Member of the Landtag of Liechtenstein for Oberland
- In office 7 February 1993 – 8 February 2009

Personal details
- Born: 5 April 1952 (age 73) Balzers, Liechtenstein
- Party: Free List
- Spouse: Erika Hofer ​(m. 1988)​
- Children: 2
- Occupation: Historian

= Paul Vogt (historian) =

Liechtensteiner historian and politician (born 1952)

Paul Vogt (born 5 April 1952) is a historian and politician from Liechtenstein who served in the Landtag of Liechtenstein from 1993 to 2009. As a historian, his works primarily include the political history of Liechtenstein.

== Life ==
Vogt was born on 5 April 1952 in Balzers as the son of Anton Vogt and Magdalena (née Wille) as one of seven children. He had a Matura in 1972 before studying history in Zürich and Berlin.

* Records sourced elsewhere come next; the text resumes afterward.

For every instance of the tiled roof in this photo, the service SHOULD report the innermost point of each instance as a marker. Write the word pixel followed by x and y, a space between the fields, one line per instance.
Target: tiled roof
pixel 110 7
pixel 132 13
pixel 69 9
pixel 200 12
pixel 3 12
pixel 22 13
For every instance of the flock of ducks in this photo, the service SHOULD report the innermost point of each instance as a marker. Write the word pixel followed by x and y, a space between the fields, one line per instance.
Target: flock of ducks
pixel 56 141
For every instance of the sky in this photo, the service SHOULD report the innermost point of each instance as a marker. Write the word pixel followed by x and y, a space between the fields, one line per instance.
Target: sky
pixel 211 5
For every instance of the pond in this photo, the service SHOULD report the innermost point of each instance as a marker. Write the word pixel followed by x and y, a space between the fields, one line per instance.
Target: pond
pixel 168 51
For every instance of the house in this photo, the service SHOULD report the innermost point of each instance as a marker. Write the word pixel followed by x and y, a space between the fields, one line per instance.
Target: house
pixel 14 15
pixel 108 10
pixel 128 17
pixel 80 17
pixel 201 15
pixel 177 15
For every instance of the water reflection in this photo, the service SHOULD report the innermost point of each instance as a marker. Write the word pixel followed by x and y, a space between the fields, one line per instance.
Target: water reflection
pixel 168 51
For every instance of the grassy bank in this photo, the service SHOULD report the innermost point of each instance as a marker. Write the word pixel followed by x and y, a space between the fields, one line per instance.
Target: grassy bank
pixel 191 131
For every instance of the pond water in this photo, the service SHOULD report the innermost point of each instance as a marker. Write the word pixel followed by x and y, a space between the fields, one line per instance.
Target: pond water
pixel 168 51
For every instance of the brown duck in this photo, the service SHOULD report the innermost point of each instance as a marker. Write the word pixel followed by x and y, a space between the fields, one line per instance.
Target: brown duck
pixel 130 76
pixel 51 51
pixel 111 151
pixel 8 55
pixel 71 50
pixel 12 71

Since 1981, Vogt has worked in the Liechtenstein state archives, and has headed the office since 2002. He was a lecturer for history and political science in Vaduz from 1981 to 1993. Other roles have included member of the board for the Lake Constance History Association from 1980 to 1993, President of the Board of Trustees of the Liechtenstein State Museum from 1985 to 1994, and then board member from 1986 to 1995. He was also Vice President of the Liechtenstein Institute from 1993 to 1995. He has published numerous works on the history of Liechtenstein.

In the February 1993 Liechtenstein general election Vogt was elected to the Landtag of Liechtenstein as a member of the Free List, where he served until 2009. He was temporarily a member of the foreign policy commission, the state committee and the judge selection committee. Before the 2003 Liechtenstein constitutional referendum, Vogt was a notable opponent to the changes proposed whereby the Prince of Liechtenstein would be given wider powers, however it was accepted by the electorate.

On 19 November 2001, Vogt submitted a same-sex registered partnership initiative to the Landtag; though it was rejected in 2003, a civil partnership law was introduced to Liechtenstein in 2011.

Vogt married Erika Hofer on 4 February 1988 and they have two children.